Now, let’s add the files to the git repository and commit them with a message describing what we have done so far:

git add .
git commit -m "Initial commit: Meltano project with REST API and Postgres integration"

Let’s also change the default branch name from master to main (if it is not already set):

git branch -m main

8. Create a Remote Repository on GitHub and Push Your Code To It

  1. Go to your GitHub account and log in.
  2. Click “New repository” in the top left corner.
  3. Name your repository meltano-restapi-postgres-example.
  4. Optionally, add a description. Something like “Meltano project using REST API, PostgreSQL, and Docker integration.”
  5. Select “Public” or “Private” based on your preference.
  6. Do not initialize the repository with a .gitignore, LICENSE or README, as we already have those files in our local repository.
  7. Click “Create repository”.
  8. Once the repository is created, copy the repository URL or SSH link provided by GitHub.

Now, we need to link our local repository to the remote repository we just created on GitHub:

git remote add origin <your-github-repo-url>

Fetch all the branches from the remote repository:

git fetch origin

Push your local changes to the remote repository:

git push -u origin main

9. Dockerize the Meltano Project

Now that we have a Meltano project with a REST API and Postgres integration, let’s Dockerize it.
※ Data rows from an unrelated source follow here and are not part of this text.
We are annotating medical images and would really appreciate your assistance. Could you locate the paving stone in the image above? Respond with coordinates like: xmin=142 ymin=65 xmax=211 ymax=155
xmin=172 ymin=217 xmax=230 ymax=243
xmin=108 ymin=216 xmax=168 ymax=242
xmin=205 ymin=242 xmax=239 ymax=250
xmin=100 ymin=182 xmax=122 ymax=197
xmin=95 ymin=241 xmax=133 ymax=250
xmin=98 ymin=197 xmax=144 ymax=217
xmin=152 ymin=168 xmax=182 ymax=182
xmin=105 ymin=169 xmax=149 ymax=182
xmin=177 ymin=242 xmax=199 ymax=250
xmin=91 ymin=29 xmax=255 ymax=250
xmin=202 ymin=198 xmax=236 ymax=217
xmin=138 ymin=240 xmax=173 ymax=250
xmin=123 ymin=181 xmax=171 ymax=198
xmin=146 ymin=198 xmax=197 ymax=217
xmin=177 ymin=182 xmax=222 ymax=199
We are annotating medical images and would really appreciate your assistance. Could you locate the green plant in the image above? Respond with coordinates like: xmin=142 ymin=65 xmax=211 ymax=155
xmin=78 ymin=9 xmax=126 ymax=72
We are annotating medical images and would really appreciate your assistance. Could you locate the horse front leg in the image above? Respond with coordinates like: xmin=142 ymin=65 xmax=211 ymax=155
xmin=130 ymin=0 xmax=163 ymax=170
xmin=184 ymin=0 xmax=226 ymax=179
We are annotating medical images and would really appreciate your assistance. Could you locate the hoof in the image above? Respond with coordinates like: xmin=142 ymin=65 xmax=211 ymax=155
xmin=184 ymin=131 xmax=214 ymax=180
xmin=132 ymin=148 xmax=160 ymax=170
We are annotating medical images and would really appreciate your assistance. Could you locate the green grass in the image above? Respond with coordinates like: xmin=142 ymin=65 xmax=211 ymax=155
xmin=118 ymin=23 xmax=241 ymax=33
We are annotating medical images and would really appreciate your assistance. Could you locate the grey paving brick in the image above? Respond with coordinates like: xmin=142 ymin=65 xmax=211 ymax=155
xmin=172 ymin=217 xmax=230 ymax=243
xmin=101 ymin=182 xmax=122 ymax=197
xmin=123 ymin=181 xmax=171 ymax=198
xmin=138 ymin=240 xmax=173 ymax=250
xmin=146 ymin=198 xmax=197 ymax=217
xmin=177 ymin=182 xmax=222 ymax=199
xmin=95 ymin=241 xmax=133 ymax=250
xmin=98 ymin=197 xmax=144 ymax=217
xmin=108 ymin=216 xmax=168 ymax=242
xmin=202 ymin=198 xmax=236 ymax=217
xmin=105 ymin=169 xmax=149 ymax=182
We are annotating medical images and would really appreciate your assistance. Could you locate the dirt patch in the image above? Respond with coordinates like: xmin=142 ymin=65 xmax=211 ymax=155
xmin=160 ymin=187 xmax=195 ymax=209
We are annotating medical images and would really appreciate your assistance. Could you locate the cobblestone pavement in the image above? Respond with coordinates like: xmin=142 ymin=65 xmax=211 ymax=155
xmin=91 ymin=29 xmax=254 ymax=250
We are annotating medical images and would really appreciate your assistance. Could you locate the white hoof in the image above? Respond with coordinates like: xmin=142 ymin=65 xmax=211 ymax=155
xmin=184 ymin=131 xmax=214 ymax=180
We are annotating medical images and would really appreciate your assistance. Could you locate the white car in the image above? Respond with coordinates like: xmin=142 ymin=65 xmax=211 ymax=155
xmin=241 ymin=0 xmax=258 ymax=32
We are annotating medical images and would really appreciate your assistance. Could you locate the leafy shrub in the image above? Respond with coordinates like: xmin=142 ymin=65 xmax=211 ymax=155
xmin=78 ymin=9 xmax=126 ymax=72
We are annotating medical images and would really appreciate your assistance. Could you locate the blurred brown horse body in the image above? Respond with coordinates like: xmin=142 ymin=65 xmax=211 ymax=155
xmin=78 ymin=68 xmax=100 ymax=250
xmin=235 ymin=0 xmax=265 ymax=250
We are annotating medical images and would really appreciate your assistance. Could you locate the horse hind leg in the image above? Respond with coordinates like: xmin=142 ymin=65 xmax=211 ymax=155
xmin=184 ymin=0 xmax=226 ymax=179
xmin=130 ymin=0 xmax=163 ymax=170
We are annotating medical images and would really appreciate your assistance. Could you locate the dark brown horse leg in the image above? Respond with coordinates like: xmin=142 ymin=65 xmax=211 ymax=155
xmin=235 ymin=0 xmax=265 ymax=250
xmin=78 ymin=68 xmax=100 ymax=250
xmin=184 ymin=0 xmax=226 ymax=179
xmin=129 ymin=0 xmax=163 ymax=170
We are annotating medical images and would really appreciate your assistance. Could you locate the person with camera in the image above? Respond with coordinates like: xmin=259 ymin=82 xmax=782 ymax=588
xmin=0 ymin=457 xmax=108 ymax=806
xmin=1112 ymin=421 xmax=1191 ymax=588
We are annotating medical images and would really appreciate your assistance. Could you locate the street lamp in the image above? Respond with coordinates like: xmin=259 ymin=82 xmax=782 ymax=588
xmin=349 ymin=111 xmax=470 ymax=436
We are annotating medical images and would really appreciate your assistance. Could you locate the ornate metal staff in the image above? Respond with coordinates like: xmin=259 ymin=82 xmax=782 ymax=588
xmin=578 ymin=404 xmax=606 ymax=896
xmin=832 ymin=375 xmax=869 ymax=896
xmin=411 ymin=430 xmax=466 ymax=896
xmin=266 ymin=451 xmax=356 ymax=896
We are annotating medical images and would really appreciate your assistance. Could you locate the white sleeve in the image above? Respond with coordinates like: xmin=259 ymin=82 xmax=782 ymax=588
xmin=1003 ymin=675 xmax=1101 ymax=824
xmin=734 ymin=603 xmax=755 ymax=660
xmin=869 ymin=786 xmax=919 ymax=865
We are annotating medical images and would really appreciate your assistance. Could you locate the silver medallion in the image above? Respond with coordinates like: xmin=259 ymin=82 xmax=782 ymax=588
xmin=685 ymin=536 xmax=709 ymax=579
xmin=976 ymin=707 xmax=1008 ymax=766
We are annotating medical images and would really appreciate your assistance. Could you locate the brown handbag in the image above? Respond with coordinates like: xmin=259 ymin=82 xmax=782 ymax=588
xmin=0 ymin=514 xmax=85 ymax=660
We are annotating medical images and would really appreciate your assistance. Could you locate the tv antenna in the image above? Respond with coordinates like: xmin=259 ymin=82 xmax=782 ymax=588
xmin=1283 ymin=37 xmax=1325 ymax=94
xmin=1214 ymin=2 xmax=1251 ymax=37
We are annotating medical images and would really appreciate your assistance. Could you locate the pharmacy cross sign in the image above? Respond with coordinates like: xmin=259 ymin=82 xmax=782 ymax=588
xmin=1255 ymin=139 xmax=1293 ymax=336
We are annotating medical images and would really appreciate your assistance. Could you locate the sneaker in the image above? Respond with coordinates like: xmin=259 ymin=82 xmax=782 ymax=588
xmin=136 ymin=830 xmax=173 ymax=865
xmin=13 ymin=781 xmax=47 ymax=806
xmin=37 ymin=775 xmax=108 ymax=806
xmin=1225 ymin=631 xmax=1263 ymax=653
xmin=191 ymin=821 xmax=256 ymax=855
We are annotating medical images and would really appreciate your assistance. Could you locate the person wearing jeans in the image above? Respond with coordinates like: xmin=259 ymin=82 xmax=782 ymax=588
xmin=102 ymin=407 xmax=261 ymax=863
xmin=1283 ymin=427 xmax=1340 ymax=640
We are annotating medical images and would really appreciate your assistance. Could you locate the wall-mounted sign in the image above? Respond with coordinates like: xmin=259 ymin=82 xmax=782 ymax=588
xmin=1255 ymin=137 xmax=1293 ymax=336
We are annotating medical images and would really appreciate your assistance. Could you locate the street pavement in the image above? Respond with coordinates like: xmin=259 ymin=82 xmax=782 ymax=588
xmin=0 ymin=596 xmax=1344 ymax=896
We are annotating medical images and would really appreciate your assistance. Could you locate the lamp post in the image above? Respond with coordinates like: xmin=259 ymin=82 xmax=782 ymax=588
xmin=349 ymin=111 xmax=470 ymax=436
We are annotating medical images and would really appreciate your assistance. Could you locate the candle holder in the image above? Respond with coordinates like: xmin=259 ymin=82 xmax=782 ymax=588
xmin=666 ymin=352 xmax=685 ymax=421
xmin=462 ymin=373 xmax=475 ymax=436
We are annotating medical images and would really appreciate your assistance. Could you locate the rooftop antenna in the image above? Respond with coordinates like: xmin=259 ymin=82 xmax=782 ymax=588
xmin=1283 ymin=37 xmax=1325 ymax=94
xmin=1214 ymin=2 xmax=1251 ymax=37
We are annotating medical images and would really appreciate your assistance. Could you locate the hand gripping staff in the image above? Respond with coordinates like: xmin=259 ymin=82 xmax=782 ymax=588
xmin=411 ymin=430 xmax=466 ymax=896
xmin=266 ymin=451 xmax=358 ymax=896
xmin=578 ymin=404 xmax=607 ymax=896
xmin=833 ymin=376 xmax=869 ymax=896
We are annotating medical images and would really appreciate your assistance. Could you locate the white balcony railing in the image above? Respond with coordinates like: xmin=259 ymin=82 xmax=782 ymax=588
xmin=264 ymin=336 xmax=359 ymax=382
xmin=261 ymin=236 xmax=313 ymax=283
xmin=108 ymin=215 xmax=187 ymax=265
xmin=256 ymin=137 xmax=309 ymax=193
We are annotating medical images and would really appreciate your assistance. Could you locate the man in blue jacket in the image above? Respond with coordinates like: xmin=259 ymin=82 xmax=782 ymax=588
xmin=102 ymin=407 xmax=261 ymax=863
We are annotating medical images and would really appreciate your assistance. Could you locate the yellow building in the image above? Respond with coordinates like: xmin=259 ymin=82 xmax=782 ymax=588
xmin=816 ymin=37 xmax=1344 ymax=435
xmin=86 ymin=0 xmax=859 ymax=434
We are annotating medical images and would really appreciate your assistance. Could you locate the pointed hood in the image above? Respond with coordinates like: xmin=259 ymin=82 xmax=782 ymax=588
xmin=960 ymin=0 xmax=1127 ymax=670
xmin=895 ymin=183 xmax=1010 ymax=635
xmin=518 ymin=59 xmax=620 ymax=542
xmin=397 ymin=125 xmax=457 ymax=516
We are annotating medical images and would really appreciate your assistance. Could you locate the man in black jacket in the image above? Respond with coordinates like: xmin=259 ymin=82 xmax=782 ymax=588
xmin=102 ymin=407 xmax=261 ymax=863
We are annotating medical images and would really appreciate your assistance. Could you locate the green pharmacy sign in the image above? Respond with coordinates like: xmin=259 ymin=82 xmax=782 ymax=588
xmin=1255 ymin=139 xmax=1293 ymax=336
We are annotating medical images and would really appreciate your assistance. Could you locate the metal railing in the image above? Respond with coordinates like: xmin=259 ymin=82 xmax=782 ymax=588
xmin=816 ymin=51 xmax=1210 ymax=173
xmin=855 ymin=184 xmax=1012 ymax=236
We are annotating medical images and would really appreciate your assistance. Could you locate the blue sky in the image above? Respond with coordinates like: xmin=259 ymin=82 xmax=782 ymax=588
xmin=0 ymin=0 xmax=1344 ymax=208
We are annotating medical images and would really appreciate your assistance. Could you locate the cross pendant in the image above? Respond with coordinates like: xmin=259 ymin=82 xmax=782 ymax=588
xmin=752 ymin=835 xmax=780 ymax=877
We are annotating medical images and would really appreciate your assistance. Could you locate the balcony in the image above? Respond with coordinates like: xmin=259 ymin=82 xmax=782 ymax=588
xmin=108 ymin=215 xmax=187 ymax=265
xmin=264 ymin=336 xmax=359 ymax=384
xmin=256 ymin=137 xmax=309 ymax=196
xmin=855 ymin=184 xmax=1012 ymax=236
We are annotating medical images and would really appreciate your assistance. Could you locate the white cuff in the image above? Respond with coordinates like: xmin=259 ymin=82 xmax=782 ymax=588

Add the Meltano Docker bundle to your project:

meltano add files files-docker

Replace the contents of the Dockerfile with the following:

FROM meltano/meltano:latest-python3.12

WORKDIR /project

RUN apt update && \
    apt install -y jq curl inetutils-ping && \
    apt clean

# Install any additional requirements
COPY ./requirements.txt .
RUN pip install -r requirements.txt

# Copy over Meltano project directory
COPY . .
RUN meltano install

# Prevent runtime modifications
ENV MELTANO_PROJECT_READONLY=1

ENTRYPOINT ["meltano"]
CMD ["run", "tap-rest-api-msdk", "target-postgres"]

Build the Docker image and name it meltano-restapi-postgres-example:

docker build --no-cache -t meltano-restapi-postgres-example .

Run the Docker container based on the image we just built. Since we use a .env file to store our variables, we need to pass them to our Docker container at runtime. The importance in doing this is to ensure our secrets are not hardcoded into the Dockerfile:

docker run --rm --network host \
  -e TARGET_POSTGRES_HOST=127.0.0.1 \
  -e TARGET_POSTGRES_PORT=5432 \
  -e TARGET_POSTGRES_USER=meltano \
  -e TARGET_POSTGRES_PASSWORD=meltanopassword \
  -e TARGET_POSTGRES_DATABASE=meltano_database \
  meltano-restapi-postgres-example

When run successfully, the Meltano EL process should look similar to when run locally. The major difference is that it is now running inside a Docker container, which allows for better portability and isolation of dependencies.

Now that we have successfully implemented Docker into our Meltano project, let’s commit these changes to our Git repository and push them to GitHub:

git add .
git commit -m "Added Docker support for Meltano project with REST API and Postgres integration"
git push origin main

Summary

  • Built a Meltano project that extracts data from a public REST API and loads it into a Postgres database.
  • Implemented version control using Git and pushed the project to a remote repository on GitHub.
  • Dockerized the Meltano project to allow for better portability and isolation of dependencies.

Extras

  • Explore the JSONPlaceholder API further by adding more streams (e.g., posts, comments).
  • Try setting up PostgreSQL on another machine and connect Meltano to it remotely.
  • Add other loaders to the Meltano project, such as a CSV loader or a JSON loader.
  • Experiment with Git and GitHub features such as branches, pull requests, and issues.